Die Revolution des digitalen Zeitalters hat die Arbeitszellen vernichtet. Sie hat die Wände niedergerissen und Grenzen zwischen den Schreibtischen aufgelöst. Die neuen Desktops sind weite, offene Flächen. Gegliedert werden sie durch ein paar Akustikpaneele oder frei stellbare Grenzmarkierungen in Gestalt von vertikalen Notizblockhaltern, raumgreifenden Stifteboxen und 30-Zoll-Monitoren. Glaubt man den Ausstellern der diesjährigen Orgatec, sitzt dort aber sowieso kaum jemand mehr dauerhaft. Arbeitsplätze gehören keinem mehr allein. Es braucht aber auch niemand morgens sorgenvoll ein Handtuch aufzufalten. In Zeiten dynamischer Platzwechsel sucht der Mitarbeiter sich nach dem Lunch einfach einen neuen Ort, arbeitet in der Cafeteria weiter oder zieht in die Lounge. Dort gibt es diese schicken zeitgenössischen Areale, die unter Mittelzone zusammengefasst werden, dort verorten viele die Zukunft der Arbeitswelt.

Auf der Insel
Die Mittelzone hat die Kollegen von Demarkationslinien befreit – und sogleich begonnen, andere Trennmöglichkeiten aufzubauen. Da sind jetzt keine strengen Arbeitskuben orthogonal ausgerichteter Großraumbüros mehr, in denen Tisch, Stuhl und Drucker wohnen. Stattdessen Couches im Kasten, Lounge-Chairs hinter Wänden und Sofas mit extrahohen Lehnen. Sie ankern frei im Raum und tragen freundliche Farben. Damit die jahrelang unbespielten Weiten der Büro-Mitte aber nicht zu einer Fata Morgana der Heimeligkeit werden, braucht es geschützte Inseln. Und die werden von viel Schaumstoff gebildet. Vor Polsterstühle schieben sich mobile Trennwände, grafisch interpretierte Filz-Pflanzen oder durchaus dekorative Fächer, wie die auf einem Betonfuß stehenden Pincettes von True Design. Die Mittelzone ist ein Ort für temporäre Privatheit zwischen sicht- und schallschluckenden Stoffpaneelen.

Im Wald
Neben der Sichtbarkeit ist das große Problem der Mitte auch die Akustik. Informationen übertragen sich rasant durch den störungsfreien Luftraum. Einige Hersteller, wie etwa Cascando, bauen deshalb statt trennender Paneele ganz archaisch einen kleinen Wald in die Mittelzone. Problem gelöst! Hinter dem Buschwerk der rollenden Rombo-Pflanzkästen ist man kaum zu sehen, und das Blätterdickicht schluckt jede Unterhaltung.

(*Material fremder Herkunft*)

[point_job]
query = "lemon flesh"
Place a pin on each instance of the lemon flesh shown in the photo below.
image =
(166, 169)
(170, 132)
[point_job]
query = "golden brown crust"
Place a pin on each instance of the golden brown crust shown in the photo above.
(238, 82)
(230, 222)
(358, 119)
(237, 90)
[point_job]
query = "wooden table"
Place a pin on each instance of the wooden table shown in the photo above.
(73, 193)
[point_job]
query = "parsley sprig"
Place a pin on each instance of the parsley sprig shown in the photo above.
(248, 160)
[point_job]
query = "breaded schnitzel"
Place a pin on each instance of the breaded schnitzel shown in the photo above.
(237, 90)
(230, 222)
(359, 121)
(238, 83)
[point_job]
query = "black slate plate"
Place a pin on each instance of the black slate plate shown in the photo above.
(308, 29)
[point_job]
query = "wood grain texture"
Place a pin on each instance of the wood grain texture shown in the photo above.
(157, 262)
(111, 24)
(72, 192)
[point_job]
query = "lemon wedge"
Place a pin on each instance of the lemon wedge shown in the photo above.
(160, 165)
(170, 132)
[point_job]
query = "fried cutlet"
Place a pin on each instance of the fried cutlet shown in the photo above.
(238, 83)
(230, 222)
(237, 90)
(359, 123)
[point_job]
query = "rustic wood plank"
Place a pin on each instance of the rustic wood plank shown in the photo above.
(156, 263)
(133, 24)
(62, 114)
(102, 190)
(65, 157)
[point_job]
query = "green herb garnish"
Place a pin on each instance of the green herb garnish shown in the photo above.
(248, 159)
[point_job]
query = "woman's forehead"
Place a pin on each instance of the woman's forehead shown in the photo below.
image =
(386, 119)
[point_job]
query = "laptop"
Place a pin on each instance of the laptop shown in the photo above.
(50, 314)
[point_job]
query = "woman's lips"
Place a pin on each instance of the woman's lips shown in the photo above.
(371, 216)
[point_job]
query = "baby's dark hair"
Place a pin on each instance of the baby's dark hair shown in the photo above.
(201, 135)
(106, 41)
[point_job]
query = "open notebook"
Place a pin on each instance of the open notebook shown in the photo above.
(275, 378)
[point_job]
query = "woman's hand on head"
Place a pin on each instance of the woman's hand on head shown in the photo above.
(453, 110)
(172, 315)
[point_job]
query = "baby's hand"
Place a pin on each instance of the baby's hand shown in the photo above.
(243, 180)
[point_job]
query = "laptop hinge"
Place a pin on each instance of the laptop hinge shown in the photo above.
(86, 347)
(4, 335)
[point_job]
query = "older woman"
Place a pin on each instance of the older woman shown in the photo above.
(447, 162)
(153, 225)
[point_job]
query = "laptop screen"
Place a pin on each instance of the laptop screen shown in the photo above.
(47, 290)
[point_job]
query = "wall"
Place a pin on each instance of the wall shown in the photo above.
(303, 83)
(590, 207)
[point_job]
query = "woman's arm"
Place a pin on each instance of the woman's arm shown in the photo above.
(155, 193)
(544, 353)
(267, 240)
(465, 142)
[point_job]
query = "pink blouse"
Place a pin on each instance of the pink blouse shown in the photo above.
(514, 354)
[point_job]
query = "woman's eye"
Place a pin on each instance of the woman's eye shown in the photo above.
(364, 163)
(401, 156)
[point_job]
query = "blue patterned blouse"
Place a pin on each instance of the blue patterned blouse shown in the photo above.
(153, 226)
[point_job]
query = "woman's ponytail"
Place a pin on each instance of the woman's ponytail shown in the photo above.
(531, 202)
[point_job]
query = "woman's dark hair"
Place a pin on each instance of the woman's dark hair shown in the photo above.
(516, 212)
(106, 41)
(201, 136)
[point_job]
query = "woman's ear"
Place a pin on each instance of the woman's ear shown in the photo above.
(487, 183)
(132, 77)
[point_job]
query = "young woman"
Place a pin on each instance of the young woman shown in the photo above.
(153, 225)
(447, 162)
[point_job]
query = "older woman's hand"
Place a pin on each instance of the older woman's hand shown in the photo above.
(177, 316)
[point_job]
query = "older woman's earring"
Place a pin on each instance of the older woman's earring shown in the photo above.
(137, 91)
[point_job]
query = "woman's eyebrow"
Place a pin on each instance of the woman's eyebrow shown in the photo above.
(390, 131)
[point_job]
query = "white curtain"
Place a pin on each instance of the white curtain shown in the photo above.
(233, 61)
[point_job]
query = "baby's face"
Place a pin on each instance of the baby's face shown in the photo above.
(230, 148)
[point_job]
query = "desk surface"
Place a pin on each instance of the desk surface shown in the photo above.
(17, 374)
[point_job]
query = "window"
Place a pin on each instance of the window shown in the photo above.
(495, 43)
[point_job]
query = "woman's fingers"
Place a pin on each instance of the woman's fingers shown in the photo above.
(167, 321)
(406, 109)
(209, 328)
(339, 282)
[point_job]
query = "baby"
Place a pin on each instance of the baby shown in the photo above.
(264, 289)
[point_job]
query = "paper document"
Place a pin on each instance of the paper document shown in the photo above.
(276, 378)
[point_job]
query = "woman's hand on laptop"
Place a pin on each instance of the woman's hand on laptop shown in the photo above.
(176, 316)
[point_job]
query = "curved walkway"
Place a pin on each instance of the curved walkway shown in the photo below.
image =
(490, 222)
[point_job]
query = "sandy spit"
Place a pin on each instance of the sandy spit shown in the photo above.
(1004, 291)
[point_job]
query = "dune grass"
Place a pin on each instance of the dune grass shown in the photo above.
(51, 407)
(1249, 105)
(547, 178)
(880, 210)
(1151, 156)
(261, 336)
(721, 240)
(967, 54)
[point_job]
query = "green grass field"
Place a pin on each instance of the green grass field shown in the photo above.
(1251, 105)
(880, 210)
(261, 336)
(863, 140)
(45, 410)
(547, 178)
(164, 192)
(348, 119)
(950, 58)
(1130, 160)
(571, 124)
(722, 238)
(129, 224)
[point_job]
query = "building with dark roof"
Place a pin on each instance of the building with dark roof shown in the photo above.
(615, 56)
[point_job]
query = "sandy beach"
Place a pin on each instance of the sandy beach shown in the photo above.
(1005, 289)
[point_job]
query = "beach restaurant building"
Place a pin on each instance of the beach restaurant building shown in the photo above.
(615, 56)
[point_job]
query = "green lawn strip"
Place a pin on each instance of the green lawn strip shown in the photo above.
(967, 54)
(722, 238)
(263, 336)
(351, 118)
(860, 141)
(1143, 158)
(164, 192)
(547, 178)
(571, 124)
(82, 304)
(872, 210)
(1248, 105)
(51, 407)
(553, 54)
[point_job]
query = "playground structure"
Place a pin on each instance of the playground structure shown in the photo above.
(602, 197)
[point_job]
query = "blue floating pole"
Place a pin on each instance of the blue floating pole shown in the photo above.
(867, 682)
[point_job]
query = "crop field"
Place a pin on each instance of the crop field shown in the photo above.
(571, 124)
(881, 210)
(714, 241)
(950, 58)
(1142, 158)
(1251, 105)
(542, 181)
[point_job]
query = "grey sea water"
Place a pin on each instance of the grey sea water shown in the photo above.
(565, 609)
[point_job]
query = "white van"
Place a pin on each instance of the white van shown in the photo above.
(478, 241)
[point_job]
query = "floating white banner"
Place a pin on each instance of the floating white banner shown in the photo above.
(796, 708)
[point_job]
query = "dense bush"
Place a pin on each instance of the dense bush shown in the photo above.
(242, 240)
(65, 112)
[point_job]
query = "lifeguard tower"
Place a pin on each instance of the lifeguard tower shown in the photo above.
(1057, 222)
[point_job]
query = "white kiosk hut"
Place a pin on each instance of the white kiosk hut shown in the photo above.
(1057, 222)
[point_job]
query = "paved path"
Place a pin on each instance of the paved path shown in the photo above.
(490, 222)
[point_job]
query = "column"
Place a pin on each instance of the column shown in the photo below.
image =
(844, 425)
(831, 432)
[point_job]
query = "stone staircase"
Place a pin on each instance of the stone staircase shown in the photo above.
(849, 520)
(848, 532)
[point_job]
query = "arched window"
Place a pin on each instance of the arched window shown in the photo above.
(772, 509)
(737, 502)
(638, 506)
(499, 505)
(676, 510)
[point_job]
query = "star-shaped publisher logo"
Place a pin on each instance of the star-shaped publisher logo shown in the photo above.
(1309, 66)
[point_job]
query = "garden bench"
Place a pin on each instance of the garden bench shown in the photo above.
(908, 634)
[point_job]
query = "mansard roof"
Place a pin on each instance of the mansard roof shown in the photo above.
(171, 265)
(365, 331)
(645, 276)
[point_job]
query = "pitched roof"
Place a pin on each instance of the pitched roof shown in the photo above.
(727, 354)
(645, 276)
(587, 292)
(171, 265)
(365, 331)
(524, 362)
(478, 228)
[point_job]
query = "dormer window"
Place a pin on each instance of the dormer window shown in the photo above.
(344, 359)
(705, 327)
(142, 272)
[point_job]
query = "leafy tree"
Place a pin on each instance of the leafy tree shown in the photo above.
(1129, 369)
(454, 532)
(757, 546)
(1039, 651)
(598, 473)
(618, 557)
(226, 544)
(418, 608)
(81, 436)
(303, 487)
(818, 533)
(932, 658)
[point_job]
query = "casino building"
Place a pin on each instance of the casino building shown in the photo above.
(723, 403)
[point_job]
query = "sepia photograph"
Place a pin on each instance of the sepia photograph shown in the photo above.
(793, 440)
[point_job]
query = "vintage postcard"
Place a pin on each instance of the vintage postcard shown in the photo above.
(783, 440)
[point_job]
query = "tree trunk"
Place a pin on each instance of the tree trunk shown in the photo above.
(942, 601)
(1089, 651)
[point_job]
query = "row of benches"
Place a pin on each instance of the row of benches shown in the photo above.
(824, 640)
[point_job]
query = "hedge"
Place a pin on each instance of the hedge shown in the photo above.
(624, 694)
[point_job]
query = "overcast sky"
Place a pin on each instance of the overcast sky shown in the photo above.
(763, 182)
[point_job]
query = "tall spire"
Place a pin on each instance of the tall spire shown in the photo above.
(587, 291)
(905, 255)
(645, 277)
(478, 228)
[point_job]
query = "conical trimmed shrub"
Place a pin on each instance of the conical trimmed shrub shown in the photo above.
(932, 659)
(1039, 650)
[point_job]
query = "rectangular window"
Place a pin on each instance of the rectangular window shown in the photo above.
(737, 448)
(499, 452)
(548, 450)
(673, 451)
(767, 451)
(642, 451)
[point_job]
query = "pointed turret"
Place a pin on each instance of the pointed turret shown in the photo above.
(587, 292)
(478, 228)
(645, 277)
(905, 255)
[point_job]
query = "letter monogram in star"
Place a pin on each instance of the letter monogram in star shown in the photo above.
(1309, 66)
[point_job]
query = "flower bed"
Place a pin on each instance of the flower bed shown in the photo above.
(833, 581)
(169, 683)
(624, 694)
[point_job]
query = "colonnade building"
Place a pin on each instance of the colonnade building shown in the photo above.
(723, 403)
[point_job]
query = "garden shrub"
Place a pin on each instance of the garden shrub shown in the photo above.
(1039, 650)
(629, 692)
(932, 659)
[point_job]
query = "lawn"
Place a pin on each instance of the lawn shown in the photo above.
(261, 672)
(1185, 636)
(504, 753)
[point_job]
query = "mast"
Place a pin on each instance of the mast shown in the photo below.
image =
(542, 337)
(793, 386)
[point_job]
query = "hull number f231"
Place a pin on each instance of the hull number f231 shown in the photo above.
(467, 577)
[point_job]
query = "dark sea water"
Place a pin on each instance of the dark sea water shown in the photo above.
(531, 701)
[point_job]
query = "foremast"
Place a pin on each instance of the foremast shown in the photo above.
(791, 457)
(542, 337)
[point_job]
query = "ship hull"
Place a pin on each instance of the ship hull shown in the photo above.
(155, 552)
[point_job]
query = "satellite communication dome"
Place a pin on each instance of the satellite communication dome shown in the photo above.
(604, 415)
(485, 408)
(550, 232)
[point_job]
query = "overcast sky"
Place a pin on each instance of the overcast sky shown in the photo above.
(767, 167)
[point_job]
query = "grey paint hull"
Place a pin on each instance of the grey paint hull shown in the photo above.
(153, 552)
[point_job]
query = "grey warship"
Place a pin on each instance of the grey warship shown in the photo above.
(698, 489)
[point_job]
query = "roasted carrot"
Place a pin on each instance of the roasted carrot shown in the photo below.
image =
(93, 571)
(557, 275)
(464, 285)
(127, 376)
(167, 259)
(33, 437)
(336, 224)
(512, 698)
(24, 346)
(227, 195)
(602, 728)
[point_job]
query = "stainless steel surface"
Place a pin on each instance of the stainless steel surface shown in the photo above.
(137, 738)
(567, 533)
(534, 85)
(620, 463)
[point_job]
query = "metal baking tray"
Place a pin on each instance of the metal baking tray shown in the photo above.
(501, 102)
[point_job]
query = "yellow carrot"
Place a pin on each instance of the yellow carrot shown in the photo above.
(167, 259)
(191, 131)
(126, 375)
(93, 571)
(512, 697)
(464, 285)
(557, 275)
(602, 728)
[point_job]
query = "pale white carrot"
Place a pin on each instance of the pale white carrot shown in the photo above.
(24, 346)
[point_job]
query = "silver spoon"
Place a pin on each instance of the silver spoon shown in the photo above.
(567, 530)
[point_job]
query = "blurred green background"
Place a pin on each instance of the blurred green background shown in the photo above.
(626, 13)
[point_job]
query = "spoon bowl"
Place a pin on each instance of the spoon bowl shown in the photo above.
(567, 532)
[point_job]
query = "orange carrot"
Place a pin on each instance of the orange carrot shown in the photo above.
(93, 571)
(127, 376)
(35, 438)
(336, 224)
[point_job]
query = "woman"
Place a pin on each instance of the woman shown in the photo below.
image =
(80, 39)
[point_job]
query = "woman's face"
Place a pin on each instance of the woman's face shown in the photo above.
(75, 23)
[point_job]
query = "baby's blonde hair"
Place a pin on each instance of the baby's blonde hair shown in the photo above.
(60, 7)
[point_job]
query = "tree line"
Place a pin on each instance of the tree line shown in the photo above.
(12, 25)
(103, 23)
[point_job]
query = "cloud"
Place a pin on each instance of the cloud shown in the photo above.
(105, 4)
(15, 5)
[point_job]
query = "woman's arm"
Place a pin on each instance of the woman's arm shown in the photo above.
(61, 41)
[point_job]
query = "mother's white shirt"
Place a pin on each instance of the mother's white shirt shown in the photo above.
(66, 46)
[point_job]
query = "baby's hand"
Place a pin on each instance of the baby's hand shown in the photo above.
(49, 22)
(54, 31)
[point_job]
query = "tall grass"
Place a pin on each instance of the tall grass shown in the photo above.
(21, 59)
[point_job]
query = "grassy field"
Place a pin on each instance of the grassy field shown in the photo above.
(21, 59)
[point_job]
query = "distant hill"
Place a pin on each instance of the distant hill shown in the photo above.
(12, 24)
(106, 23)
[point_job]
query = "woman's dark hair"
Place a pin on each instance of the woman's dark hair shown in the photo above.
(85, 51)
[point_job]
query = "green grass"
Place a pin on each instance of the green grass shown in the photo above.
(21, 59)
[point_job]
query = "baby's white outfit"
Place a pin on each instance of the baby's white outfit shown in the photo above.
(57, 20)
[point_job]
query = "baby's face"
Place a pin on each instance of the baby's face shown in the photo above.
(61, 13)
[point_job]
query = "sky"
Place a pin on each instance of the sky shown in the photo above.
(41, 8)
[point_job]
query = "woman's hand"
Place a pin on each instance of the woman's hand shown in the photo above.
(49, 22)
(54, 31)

Etwas subtiler sind da die Akustikplatten des österreichischen Unternehmens Organoid. Aus Wildblumenwiesen, Lavendelfeldern und Pfefferminzstängeln machen sie Dekorbeschichtungen, die nicht nur akustisch beruhigen, sondern auch beruhigend duften. Die Natur spielt ohne Frage eine Hauptrolle in der Mittelzone – und erinnert damit an Bankgruppen auf einem lauschigen Marktplatz.

Im Dorf
„Machen Sie ihr Büro zum Dorf!“, sagt dazu auch der Hersteller Ophelis. Ganz nebenbei macht er damit auf ein von der Vorstadt adaptiertes Thema, die neue Transparenz, aufmerksam. Wo zu viel Offenheit herrscht, sind Jägerzäune, Buchsbaumhecken und bellende Hunde nicht mehr weit. Im Büro freilich lebt man die Schutzmaßnahmen vor Zudringlichkeit subtiler aus. Und trotzdem: Was ist denn falsch an den Rändern und Wänden, den Grenzen und Mauern, an die man sich drücken und hinter denen man sich ducken kann? Die Mitte ist der Präsentierteller, auf dem nur ungern sitzen möchte, wer sich gerade ein Brötchen reinschiebt oder eine Runde Angry Birds spielt. Non-territoriale Büros können sich schnell anfühlen wie das Arbeiten auf dem Flughafen. Und dann kommt Sehnsucht auf. Nach traditionellen Randzonen mit der Art von Ruhe, die allein aus Abgeschiedenheit entsteht.